“Yes, simply wonderful weather,” he pursued. “Only April, and here’s the skin all peeling off from my nose.”
Kate could not but in courtesy look at this afflicted feature. It was a short good-humored nose, with just the faintest and kindliest suggestion of an upward tilt at the end. One should not be too serious with the owner of such a nose.
“You have business here, thin?” she asked. “I thought you were looking at castles—and shooting herons.”
He gave a little laugh, and held up his hammer as a voucher.
“I’m a mining engineer,” he explained: “I’ve been prospecting for a company all around Cappagh and the Mizzen Head, and now I’m waiting to hear from London what the assays are like. Oh, yes—that reminds me—I ought to have asked before—how is the old man—the chap we had to carry to the boat? I hope his ankle’s better.”
“It is, thank you,” she replied.
He chuckled aloud at the recollections which the subject suggested.

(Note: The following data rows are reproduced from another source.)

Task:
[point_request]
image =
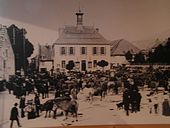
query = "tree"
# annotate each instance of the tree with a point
(70, 65)
(22, 47)
(103, 64)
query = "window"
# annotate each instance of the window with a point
(102, 50)
(63, 50)
(83, 50)
(94, 63)
(94, 50)
(63, 64)
(71, 50)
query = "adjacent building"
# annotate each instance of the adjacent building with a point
(83, 45)
(7, 60)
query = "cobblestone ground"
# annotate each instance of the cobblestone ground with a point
(89, 113)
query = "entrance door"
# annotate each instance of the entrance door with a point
(83, 65)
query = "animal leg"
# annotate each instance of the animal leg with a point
(55, 112)
(49, 114)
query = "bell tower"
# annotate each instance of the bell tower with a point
(79, 15)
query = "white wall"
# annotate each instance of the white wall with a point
(78, 57)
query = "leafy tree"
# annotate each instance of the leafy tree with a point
(70, 65)
(22, 47)
(103, 63)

“He soured on me, right from the start, didn’t hee?” the young man went on. “I’ve laughed a hundred times since, at the way he chiseled me out of my place in the boat—that is to say, some of the time I’ve laughed—but—but then lots of other times I couldn’t see any fun in it at all. Do you know,” he continued, almost dolefully, “I’ve been hunting all over the place for you.”
“I’ve nothing to do wid the minerals on our lands,” Kate answered. “’T is a thrushtee attinds to all that.”
“Pshaw! I didn’t want to talk minerals to you.”